Saturday, October 1, 2011

The English Language and What the Gurus Won't Tell You

You're probably one of those who has read a few spiritual books or listened to audio CDs or watched spiritual DVDs. Maybe you've participated in workshops, seminars, or church groups that often throw around quotes from the "Masters" and teachers from out of our distant past. You've studied the Bible, the Qur'an, the Gita, the Tao Te Ching, the Upanishads. Perhaps you've allowed the teachings of the Buddha to become part of your personal path.

Well, here's a wake-up call for you and you can quote me on this:

English spelling was not standardized until Samuel Johnson created and published the first comprehensive dictionary in London in 1755. Up until then, spelling and meaning were all over the place. Each village, town, and city had its own way of speaking, writing (for those who were literate, which were few), and interpreting previous documents and manuscripts. Much of it was done by church scholars, who, not surprisingly, had their own biases and agendas. They would often change things around to suit the beliefs of the day.

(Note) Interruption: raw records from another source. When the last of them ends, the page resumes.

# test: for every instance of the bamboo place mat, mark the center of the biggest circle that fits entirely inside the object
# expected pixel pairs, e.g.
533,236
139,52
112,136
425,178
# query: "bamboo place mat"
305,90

Here's the point. Much of what you have read and have been quoting from all those old teachers and spiritual gurus doesn't come close to anything they may have actually said, or worse, anything they actually meant. And studying it in English helps to lose even more of its original integrity. You are thinking and studying with a contemporary mindset and seeking to fit very old texts and beliefs into that context. It's very difficult, if not impossible in some cases, to do at all, let alone to do it well.

We can learn a great deal from the words of antiquity--when we get them right. Too often, however, we just take it for granted that the writings that have come down to us through the ages convey exactly what the authors or the scribes or the interpreters had in mind. Problem is, we really don't know. How could we? We're talking about minds that believed in snake gods and lightning gods and evil temptress spirits. At least that's what I THINK we're talking about...

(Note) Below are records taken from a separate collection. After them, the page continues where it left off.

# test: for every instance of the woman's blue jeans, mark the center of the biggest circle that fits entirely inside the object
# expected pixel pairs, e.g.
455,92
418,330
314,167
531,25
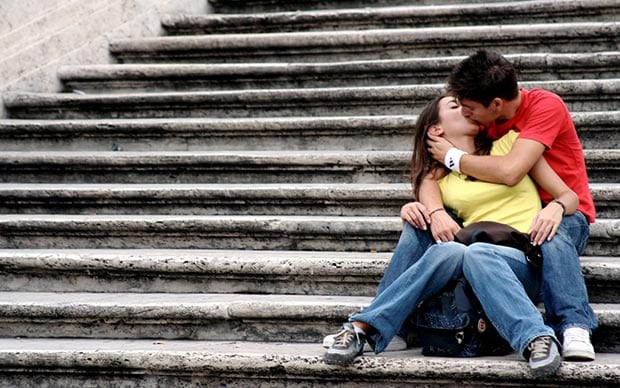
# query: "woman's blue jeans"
395,303
563,289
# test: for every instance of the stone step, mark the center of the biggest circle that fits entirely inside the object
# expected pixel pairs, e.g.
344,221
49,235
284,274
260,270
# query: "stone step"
235,166
596,130
579,95
322,46
130,78
228,271
255,6
517,12
232,199
273,232
222,317
177,363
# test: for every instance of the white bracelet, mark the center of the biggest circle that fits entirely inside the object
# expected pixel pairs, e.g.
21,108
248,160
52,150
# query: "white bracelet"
453,159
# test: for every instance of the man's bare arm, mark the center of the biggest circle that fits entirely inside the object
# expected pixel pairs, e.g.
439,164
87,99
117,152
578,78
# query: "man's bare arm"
443,227
508,169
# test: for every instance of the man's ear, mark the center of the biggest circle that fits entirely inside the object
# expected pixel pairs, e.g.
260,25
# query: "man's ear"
497,104
435,130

We've made it all up, those interpretations and meanings of ours. And sometimes we've done a pretty good job. Still, it makes sense to realize that, since all of the past is open for judgment, we can pick and choose what we will or won't accept. Nothing, paradoxically, is written in stone.

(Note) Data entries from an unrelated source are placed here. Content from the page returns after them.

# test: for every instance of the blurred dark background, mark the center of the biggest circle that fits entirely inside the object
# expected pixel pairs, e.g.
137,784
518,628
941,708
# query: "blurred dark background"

My advice, if I may be so bold, is to heed these paraphrased words of the Buddha (if he actually wrote them): Do not believe anything you hear or read just because some great sage has mouthed it. Do not believe anything just because someone else tells you it's true or because you've read it in some great book or tablet or scroll. (Or CNN, MSNBC, FOX, etc.) Don't even believe it if you hear me say it. Believe only that which resonates within your own heart and spirit. If it makes sense to you, hear it. If not, discard it. Be kind in your dealings with others as they, too, are seeking truth.

You have the world at your feet. Tread and discern wisely. Take old words as well as new ones with a grain of salt. Others are reading them--and living them--quite differently.

Wisdom, then, would suggest that we keep our minds and hearts open. After all, we're in this together.